L'opposition vénézuélienne demande au Mexique, au Brésil et à la Colombie de revoir le procès-verbal qu'ils ont présenté

La leader de l'opposition vénézuélienne, María Corina Machado, a offert jeudi « à tous les experts de tous les pays du monde mais surtout de Colombie, du Brésil et du Mexique » tous les procès-verbaux et bases de données en sa possession sur les élections du 28 juillet afin qu'ils puissent y accéder. confirment que leur candidat, Edmundo González, a obtenu plus de voix que l'actuel président Nicolás Maduro.

« Nous serions très intéressés par une interaction avec l'Institut national électoral du Mexique » car le Mexique a un « rôle très important », une « énorme responsabilité » pour garantir la transparence des résultats électoraux en ayant un canal de communication direct avec Maduro. gouvernement, a-t-il déclaré lors d’une conférence de presse virtuelle avec les médias mexicains.

Comme il l'a indiqué, le Venezuela a plus que jamais besoin de « gouvernements démocratiques qui parlent très fermement », en particulier ceux qui sont en communication avec le parti au pouvoir, « pour qu'ils comprennent que le conflit au Venezuela transcende nos frontières » et que, s'il n'est pas résolu, il pourrait provoquer, entre autres problèmes, une nouvelle vague de migration plus importante que celles déjà observées.

Le Mexique, le Brésil et la Colombie sont en contact permanent avec les représentants de Maduro et de l’opposition pour chercher une solution à la crise politique dans ce pays. Ils ont tous exigé que tous les procès-verbaux et les résultats soient examinés de manière transparente.

Machado a précisé que ni elle ni González n'ont eu de communication directe avec le gouvernement mexicain, mais a assuré que « nous sommes ouverts à leur intermédiation ainsi qu'à celle d'autres pays qui sont également disposés à contribuer à faire avancer une négociation sérieuse, réelle et efficace pour une transition ». ».

La demande de participation de l'Institut national électoral mexicain se veut délicate car cette organisation a été très critiquée par le président Andrés Manuel López Obrador.

L'institut n'a pas immédiatement répondu à une demande de commentaire. Le ministère des Affaires étrangères a fait référence aux déclarations faites par le président presque parallèlement à la conférence de Machado.

Le président a insisté sur le fait que « nous devons examiner les procès-verbaux… et déterminer avec certitude qui a triomphé », mais a déclaré que l'affaire était désormais entre les mains des tribunaux vénézuéliens et a une nouvelle fois critiqué l'interventionnisme. « Nous n'avons pas besoin d'y aller et d'y entrer. »

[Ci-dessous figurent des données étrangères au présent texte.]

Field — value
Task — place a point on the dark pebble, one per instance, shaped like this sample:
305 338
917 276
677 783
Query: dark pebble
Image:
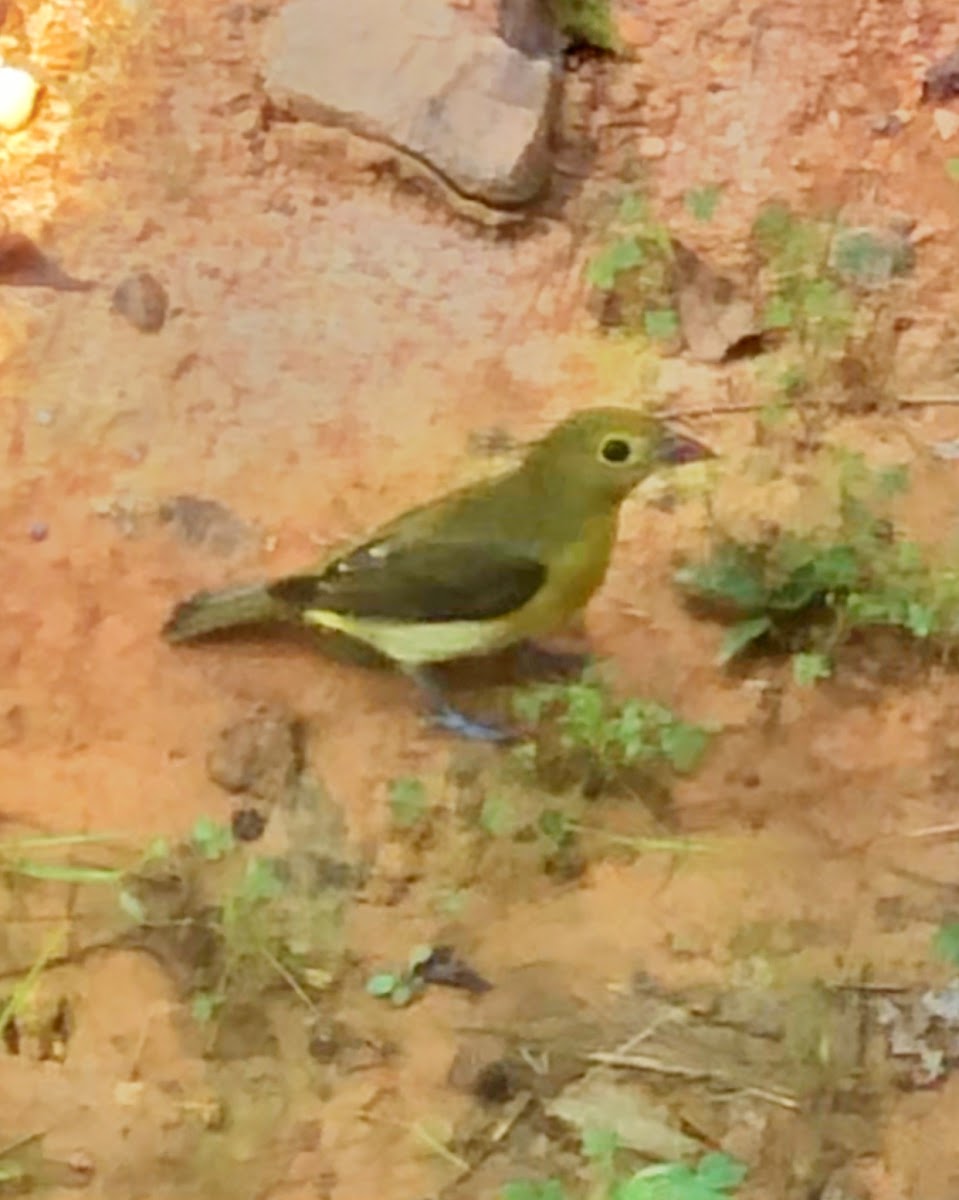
143 300
247 825
942 79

Depuis le Depuis le 28 juillet, la tension au Venezuela n’a cessé de croître. Les forces de sécurité ont arrêté plus de 2 000 personnes pour avoir manifesté contre Maduro ou remis en question ses affirmations selon lesquelles il aurait remporté un troisième mandat. Vingt-quatre autres personnes sont mortes, selon l'organisation locale de défense des droits humains Provea.

Mercredi, le ministère public vénézuélien a annoncé l'ouverture d'une nouvelle enquête pénale sur la publication sur un site Internet diffusé par l'opposition de relevés électoraux montrant que son candidat avait obtenu plus de voix que Maduro. Selon le procureur général Tarek William Saab, les documents qui y sont divulgués sont falsifiés.

Cependant, Machado affirme que le gouvernement n’a publié aucune preuve de ses données. « Ils n'ont pas présenté ne serait-ce qu'une seule page Excel, zéro », a-t-il déclaré.

Initialement, l'opposition a publié des copies des procès-verbaux numérisés via un lien. Mais vendredi dernier, après plusieurs jours d'attaques de Maduro et de ses alliés contre González et Machado, il a donné accès au public aux bases de données directement via Internet.

Dans un fait par La presse associée Sur près de 24 000 images des registres électoraux, qui représentent les résultats de 79 % des machines à voter, il a été constaté que González a obtenu 6,89 millions de voix, soit près d'un demi-million de plus que ce que le corps électoral affirme avoir obtenu selon Maduro.

Machado a insisté jeudi sur le fait que toute université ou institut spécialisé qui le demanderait aurait accès à tous ses documents, à la manière dont ils travaillaient et aux explications détaillées de leurs experts sur la manière dont toutes ces informations ont été collectées.

« Nous disposons du procès-verbal original, donc c'est un moment où les Vénézuéliens vont rester fermes, nous allons prendre soin de nous car la répression est brutale, mais nous n'allons pas abandonner », a-t-il déclaré.